Other Approvals. All authorizations, consents, orders or approvals of, or declarations or filings with, any Governmental Entity the failure to obtain which insofar as reasonably can be foreseen would have a Material Adverse Effect or a CSLC Material Adverse Effect, shall have been duly and timely filed and obtained and all applicable waiting periods, if any, pursuant to the HSR Act shall have expired or been early terminated.
Other Approvals. Seller and Purchaser shall have --------------- received, in form and substance reasonably satisfactory to Seller and Purchaser, (a) all required governmental approvals and waivers as may be necessary or appropriate to consummate the transactions contemplated by this Agreement, other than as expressly set forth in Section 11.1; (b) all consents of franchisors, if ------------ required; (c) the consent of the ground lessor under the Armonk Lease to the transactions contemplated by the Group Two Sale Agreement; and (d) a modification of such Armonk Lease to extend the initial term thereof such that at the closing of such property there shall be at least thirty (30) years of the initial term remaining.

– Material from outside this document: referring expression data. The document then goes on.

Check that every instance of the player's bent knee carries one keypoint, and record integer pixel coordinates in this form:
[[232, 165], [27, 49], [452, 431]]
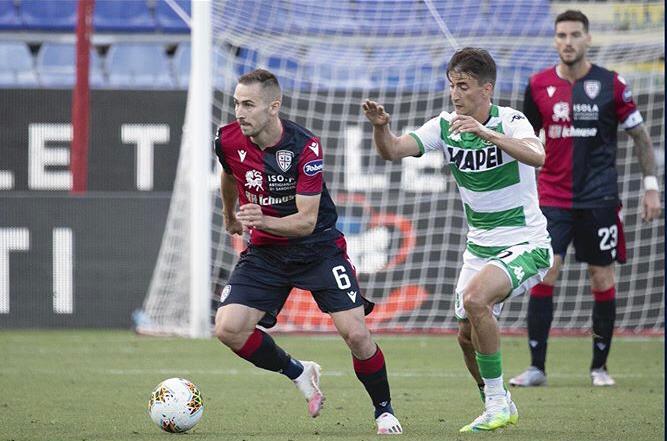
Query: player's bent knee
[[228, 334], [464, 340], [358, 339], [474, 304]]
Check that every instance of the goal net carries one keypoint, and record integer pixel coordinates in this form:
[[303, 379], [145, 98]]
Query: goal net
[[403, 220]]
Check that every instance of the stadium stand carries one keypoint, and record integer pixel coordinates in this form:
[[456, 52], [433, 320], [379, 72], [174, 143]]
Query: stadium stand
[[48, 15], [182, 65], [167, 19], [56, 66], [123, 16], [17, 69], [139, 65], [9, 17]]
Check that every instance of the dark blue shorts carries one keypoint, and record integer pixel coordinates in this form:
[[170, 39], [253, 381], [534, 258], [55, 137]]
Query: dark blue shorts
[[265, 275], [597, 233]]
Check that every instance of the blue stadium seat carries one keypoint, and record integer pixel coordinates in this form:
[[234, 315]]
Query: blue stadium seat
[[182, 65], [520, 18], [9, 17], [337, 67], [168, 20], [56, 66], [123, 16], [50, 15], [139, 65], [16, 69], [287, 71], [246, 61]]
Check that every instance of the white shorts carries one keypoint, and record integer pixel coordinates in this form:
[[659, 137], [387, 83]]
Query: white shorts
[[525, 266]]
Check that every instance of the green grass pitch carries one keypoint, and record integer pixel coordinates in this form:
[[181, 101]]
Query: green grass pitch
[[95, 385]]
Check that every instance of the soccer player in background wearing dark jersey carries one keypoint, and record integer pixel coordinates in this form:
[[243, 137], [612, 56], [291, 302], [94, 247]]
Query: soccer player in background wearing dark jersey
[[273, 168], [580, 105]]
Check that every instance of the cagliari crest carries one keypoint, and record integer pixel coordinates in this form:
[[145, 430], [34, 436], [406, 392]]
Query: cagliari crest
[[592, 88], [284, 159]]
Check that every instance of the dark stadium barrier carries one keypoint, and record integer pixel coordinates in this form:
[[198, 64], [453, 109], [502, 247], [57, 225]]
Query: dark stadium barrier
[[83, 260]]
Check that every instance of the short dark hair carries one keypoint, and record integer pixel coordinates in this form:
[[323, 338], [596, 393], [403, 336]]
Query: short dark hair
[[572, 15], [475, 62], [267, 79]]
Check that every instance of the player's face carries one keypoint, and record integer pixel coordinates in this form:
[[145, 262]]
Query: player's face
[[467, 95], [572, 41], [252, 108]]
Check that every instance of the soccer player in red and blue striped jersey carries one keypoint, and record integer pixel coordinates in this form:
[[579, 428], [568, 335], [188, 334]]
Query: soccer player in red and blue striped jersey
[[580, 106], [273, 168]]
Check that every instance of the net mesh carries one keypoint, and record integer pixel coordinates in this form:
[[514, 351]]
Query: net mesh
[[403, 221]]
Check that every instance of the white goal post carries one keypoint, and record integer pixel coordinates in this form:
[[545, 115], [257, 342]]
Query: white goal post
[[403, 221]]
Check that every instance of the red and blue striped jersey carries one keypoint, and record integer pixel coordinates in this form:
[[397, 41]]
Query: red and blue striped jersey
[[274, 176], [580, 122]]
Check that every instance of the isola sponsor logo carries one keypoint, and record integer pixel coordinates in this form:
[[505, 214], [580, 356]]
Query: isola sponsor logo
[[474, 160], [313, 167]]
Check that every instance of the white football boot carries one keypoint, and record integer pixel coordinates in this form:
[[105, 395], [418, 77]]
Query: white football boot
[[600, 377], [309, 385], [388, 424]]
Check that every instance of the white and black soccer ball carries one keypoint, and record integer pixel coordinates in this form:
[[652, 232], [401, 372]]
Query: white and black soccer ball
[[176, 405]]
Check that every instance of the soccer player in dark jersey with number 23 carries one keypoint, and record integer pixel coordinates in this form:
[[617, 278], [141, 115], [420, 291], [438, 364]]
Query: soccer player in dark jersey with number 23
[[580, 105]]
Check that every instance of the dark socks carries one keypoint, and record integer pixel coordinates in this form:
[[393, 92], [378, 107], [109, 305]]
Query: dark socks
[[604, 317], [373, 375], [540, 316]]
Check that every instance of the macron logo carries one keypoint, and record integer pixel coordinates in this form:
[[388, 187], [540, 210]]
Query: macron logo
[[313, 167]]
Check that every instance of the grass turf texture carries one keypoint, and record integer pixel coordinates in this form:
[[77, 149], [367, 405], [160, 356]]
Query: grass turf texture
[[95, 385]]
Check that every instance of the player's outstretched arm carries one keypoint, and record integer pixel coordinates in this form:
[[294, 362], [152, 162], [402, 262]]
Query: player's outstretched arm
[[651, 205], [229, 196], [388, 145], [302, 223]]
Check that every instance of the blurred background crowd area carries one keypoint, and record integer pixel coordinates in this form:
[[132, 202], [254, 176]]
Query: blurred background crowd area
[[145, 44]]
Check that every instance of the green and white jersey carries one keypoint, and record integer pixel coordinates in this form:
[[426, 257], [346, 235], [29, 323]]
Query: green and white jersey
[[499, 193]]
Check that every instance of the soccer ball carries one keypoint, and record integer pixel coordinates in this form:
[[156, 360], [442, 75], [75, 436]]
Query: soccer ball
[[176, 405]]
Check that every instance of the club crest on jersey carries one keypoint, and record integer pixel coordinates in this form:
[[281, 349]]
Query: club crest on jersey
[[284, 159], [592, 88], [561, 111], [254, 180], [313, 167]]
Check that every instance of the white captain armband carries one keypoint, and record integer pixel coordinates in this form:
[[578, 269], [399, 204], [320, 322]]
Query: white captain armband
[[651, 183], [633, 120]]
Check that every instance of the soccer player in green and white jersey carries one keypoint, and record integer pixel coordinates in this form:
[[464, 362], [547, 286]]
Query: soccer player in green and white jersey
[[492, 152]]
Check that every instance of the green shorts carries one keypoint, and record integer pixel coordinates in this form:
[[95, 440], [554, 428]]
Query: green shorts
[[525, 265]]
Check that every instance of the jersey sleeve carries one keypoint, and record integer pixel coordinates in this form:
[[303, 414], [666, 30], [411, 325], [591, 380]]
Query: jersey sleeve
[[217, 147], [530, 109], [516, 125], [626, 109], [311, 165], [428, 136]]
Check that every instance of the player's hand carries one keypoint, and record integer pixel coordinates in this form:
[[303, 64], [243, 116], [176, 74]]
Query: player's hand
[[651, 205], [250, 216], [375, 113], [233, 226], [468, 124]]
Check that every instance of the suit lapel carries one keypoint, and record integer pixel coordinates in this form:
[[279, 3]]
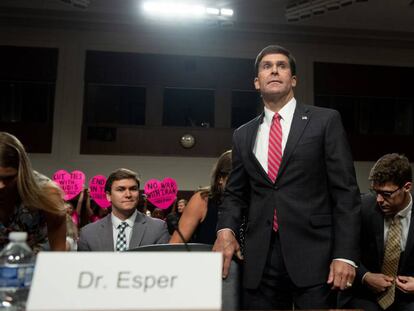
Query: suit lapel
[[107, 241], [410, 241], [378, 227], [300, 119], [251, 139], [138, 231]]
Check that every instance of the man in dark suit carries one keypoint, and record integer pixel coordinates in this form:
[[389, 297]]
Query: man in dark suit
[[125, 228], [303, 209], [390, 200]]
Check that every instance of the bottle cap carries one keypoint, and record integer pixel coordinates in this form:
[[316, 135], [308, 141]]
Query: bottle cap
[[18, 236]]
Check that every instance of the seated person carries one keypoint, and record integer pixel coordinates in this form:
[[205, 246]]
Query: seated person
[[125, 228], [385, 276], [29, 201]]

Other Approvals. (a) 1st Independence and 1st Bank shall proceed expeditiously, cooperate fully and use commercially reasonable efforts to assist MainSource in procuring upon reasonable terms and conditions all consents, authorizations, approvals, registrations and certificates, in completing all filings and applications and in satisfying all other requirements prescribed by law which are necessary for consummation of the Merger on the terms and conditions provided in this Agreement at the earliest possible reasonable date. (b) 1st Independence and 1st Bank will use commercially reasonable efforts to obtain any required third party consents to agreements, contracts, commitments, leases, instruments and documents described in the Disclosure Schedule and to which 1st Independence and MainSource agree are material. (c) Any materials or information provided by 1st Independence or 1st Bank to MainSource for use by MainSource in any filing with any state or federal regulatory agency or authority shall not contain any untrue or misleading statement of material fact or shall omit to state a material fact necessary to make the statements contained therein, in light of the circumstances in which they are made, not false or misleading.